Wilhelm Heinrich Riel berichtet ausführlich in der Beilage zur Allgemeinen Zeitung Nr. 148 vom 28. Mai 1869 über "Die sieben Raben"


In der Beilage zur Allgemeinen Zeitung Nr. 148 vom 28. Mai 1869 schreibt Wilhelm Heinrich Riehl über Rheinbergers Werk:


"DIE SIEBEN RABEN"
Oper von Joseph Rheinberger

München, 25. Mai. Es gibt gegenwärtig Opern zum Hören, Opern zum Sehen und - als höhere Einheit - Opern bei welchen einem Hören und Sehen vergeht. In München wurde am 23. Mai Joseph Rheinbergers Oper „Die sieben Raben" zum erstenmal aufgeführt: sie ist eine Oper zum Hören. Schon diess reizt unsere Aufmerksamkeit; denn die musikalischen Opern werden immer seltener. Die Oper gewann einen echten Erfolg, und auch der Beifall entwickelte sich in einer gewissen musikalischen Scala: mässig, doch fest nach dem ersten Act, warm und lebhaft nach dem zweiten, begeistert nach dem dritten; er wuchs gleichsam von selber mit der Oper. Das ist die ungewöhnlichere Form des Beifalls. Allein am merkwürdigsten erscheint doch dass dieser Beifall der Schönheit der Musik galt, den plastisch klaren, seelenvollen und melodiereichen Liedern, Arien, Duetten, Terzetten und Quartetten, bei welchen seltsamerweise nicht das Orchester von den Sängern begleitet wird, sondern umgekehrt die Sänger vom Orchester. Eine deutsche Oper die in vorderster Linie schöne Musik gibt und dann erst in und mit derselben Charakteristik, ist heutzutage fast etwas neues geworden und heischt darum unsere Beachtung.

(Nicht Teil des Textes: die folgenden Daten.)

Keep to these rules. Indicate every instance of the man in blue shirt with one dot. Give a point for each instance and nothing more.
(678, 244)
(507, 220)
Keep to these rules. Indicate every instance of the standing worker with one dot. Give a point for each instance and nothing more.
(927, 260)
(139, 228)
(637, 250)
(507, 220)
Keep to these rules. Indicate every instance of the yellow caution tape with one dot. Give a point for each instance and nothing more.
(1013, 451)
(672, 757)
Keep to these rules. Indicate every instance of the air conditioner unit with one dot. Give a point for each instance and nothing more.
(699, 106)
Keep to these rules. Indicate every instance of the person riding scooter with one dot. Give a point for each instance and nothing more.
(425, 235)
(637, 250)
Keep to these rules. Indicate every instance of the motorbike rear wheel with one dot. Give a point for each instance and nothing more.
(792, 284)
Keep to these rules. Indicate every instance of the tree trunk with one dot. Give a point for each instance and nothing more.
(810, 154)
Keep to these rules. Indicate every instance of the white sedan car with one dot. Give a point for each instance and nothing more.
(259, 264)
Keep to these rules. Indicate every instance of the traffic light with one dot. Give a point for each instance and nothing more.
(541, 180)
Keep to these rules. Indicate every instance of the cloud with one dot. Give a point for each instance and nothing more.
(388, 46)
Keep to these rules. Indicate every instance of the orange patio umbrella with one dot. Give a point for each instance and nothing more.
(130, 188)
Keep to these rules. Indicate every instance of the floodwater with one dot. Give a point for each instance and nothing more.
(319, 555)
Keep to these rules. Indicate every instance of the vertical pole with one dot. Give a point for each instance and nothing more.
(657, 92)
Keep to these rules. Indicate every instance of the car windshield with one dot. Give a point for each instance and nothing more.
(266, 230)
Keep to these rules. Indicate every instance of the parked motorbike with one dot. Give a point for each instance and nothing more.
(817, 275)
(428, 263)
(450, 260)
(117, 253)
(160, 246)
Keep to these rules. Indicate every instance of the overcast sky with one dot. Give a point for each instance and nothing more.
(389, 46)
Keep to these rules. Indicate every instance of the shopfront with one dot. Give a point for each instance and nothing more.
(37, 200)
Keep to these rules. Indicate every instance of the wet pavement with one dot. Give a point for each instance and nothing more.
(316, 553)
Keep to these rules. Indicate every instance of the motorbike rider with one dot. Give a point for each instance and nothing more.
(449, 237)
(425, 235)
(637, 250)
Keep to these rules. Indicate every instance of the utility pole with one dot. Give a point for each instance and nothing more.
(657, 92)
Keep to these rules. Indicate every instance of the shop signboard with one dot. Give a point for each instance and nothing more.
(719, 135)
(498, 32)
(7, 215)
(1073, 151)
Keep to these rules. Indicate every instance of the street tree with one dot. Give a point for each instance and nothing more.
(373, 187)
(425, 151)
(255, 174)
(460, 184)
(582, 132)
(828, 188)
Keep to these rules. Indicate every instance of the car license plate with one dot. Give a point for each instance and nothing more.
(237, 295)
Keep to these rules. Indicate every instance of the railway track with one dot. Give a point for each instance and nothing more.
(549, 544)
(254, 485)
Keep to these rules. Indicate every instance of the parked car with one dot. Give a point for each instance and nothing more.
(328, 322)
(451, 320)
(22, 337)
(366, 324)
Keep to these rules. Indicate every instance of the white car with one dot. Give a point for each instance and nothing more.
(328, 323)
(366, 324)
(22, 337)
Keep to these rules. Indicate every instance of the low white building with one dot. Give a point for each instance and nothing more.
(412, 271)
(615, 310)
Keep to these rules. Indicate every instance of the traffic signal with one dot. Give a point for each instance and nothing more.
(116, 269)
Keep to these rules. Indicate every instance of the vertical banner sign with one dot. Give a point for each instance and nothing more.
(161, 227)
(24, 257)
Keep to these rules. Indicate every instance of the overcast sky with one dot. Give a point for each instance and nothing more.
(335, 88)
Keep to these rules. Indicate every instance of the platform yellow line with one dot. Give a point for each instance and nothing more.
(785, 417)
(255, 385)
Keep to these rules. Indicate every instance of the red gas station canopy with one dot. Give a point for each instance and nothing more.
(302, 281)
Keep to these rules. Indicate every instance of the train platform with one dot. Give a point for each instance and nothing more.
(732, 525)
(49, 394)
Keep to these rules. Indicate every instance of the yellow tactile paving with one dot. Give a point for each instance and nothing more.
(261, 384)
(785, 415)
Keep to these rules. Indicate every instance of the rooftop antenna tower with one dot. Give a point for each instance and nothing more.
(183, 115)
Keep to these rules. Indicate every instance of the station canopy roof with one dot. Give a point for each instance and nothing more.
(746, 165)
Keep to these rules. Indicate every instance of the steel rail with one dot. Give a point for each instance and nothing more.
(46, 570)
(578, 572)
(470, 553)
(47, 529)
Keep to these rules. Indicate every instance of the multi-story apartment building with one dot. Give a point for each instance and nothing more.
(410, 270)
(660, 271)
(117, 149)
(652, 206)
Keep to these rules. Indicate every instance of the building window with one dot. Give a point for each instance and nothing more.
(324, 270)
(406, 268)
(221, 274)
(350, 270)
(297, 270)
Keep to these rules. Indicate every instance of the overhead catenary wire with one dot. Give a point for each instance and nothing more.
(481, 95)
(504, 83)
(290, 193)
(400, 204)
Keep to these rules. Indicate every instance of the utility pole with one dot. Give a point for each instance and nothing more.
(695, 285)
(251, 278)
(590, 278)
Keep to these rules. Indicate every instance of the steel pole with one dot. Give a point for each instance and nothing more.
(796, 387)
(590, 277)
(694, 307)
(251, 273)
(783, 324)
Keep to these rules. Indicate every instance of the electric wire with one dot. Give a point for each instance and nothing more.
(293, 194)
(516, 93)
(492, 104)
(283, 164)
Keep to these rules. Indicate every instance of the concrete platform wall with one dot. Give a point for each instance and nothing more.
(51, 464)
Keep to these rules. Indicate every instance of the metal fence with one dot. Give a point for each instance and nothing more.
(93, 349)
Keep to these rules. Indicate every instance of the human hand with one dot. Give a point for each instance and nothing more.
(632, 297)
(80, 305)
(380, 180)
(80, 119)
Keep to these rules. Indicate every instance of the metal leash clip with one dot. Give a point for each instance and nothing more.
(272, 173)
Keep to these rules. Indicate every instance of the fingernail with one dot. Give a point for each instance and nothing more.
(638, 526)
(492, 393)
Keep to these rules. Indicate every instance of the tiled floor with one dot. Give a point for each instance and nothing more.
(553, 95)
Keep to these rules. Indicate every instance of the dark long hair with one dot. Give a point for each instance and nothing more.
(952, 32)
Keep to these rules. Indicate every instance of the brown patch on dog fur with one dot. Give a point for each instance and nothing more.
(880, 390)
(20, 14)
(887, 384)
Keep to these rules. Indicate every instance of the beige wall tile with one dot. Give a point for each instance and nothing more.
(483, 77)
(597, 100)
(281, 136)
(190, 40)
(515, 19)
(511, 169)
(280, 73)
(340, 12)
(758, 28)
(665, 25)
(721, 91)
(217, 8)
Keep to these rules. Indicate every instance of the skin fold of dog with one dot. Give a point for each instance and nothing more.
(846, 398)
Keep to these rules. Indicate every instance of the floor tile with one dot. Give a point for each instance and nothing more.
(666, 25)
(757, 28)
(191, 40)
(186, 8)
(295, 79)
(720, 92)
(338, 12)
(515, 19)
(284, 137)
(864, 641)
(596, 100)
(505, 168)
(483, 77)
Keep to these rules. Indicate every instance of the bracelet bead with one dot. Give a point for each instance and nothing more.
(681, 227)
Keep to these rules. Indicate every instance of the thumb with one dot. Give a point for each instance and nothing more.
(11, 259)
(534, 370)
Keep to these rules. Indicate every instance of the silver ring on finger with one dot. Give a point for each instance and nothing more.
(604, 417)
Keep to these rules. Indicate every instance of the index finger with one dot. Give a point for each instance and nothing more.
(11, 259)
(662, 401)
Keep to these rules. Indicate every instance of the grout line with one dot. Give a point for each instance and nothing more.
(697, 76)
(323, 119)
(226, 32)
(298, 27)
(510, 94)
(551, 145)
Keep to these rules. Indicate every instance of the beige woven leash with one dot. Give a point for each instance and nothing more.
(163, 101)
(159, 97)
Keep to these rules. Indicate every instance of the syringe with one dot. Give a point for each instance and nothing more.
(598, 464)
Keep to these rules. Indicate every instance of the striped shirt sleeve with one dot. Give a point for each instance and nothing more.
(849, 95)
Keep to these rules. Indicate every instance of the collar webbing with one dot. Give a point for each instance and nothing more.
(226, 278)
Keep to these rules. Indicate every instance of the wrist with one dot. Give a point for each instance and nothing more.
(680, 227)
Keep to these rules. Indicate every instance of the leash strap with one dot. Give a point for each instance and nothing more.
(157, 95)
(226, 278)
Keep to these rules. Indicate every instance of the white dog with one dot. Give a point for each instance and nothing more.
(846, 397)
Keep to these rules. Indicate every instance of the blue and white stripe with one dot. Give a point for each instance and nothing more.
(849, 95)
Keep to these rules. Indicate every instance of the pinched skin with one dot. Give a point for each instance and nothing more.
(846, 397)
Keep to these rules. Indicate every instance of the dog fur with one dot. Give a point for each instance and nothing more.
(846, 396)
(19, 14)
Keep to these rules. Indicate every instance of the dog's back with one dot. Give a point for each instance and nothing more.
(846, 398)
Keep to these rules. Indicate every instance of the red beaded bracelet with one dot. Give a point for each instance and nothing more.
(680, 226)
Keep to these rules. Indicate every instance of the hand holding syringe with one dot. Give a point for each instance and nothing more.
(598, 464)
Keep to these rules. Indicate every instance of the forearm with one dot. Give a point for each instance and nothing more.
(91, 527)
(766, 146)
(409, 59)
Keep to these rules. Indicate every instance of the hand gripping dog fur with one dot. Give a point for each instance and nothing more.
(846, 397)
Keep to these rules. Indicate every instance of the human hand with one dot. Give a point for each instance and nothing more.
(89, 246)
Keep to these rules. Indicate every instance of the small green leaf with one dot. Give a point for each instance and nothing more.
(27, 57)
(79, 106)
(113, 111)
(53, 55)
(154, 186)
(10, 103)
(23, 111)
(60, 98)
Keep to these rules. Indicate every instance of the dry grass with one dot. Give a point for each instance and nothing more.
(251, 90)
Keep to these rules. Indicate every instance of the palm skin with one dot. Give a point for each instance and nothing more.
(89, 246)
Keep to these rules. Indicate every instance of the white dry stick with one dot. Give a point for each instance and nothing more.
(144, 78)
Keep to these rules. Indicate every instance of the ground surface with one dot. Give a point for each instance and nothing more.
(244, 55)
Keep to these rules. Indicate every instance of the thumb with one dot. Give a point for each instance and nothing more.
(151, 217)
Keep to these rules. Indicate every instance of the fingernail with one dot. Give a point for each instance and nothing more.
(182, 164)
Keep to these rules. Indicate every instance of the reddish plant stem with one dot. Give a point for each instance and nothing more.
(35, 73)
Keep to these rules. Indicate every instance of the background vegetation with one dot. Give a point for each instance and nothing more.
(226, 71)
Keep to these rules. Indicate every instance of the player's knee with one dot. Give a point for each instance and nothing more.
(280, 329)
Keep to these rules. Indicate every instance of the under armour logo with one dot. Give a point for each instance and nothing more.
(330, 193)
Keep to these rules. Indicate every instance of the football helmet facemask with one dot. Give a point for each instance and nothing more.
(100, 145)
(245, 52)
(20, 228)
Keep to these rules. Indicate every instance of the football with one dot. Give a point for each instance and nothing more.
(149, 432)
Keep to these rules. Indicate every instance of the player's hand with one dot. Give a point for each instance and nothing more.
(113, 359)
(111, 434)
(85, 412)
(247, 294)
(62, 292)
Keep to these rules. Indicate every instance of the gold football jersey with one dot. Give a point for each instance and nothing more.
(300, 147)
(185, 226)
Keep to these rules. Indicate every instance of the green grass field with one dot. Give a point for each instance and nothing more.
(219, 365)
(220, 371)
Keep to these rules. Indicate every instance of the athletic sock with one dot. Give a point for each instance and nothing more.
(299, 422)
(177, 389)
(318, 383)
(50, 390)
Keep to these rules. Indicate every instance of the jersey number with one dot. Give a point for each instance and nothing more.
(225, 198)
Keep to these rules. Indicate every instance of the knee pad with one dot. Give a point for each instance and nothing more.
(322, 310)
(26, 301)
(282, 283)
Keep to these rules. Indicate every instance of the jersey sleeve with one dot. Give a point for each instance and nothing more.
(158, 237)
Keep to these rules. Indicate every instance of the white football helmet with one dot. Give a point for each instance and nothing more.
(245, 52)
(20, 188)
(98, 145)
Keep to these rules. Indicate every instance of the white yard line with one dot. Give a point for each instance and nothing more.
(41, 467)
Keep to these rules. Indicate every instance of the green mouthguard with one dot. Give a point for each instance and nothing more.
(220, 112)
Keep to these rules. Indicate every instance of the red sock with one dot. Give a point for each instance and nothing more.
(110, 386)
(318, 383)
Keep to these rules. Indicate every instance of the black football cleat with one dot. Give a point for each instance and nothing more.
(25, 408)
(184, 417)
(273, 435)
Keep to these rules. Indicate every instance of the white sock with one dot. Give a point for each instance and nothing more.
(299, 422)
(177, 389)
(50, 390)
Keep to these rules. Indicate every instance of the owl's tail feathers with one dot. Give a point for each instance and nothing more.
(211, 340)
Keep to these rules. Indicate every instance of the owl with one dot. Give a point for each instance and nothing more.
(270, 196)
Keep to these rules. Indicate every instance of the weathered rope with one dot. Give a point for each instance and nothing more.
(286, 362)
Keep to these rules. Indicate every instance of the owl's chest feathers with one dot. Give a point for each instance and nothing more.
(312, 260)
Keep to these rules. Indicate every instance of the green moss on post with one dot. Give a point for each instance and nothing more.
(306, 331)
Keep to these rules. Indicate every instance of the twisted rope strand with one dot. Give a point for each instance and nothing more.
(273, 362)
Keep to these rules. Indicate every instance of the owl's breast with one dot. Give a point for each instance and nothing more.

Moriz v. Schwinds reizender Aquarellen-Cyclus des Märchens von den sieben Raben führte wohl zur Wahl des Textes. Allein das Malerische ist meist am wenigsten dramatisch und umgekehrt das Dramatische selten malerisch, und wie sich ein kluger Maler hüten soll Scenen aus Dramen zu malen, so ist es auch gefährlich ein Bühnenwerk auf Bilder zu bauen. Der Textdichter, Franz Bonn, vermied diese Klippe, welche den schönsten Anlass bot recht interessant durchzufallen; er griff nur drei grosse Hauptmotive aus dem Märchen und gestaltete die Handlung ganz einfach; was der Text dadurch an Originalität verliert, das muss eben die Musik wieder einbringen, und sie hat es eingebracht.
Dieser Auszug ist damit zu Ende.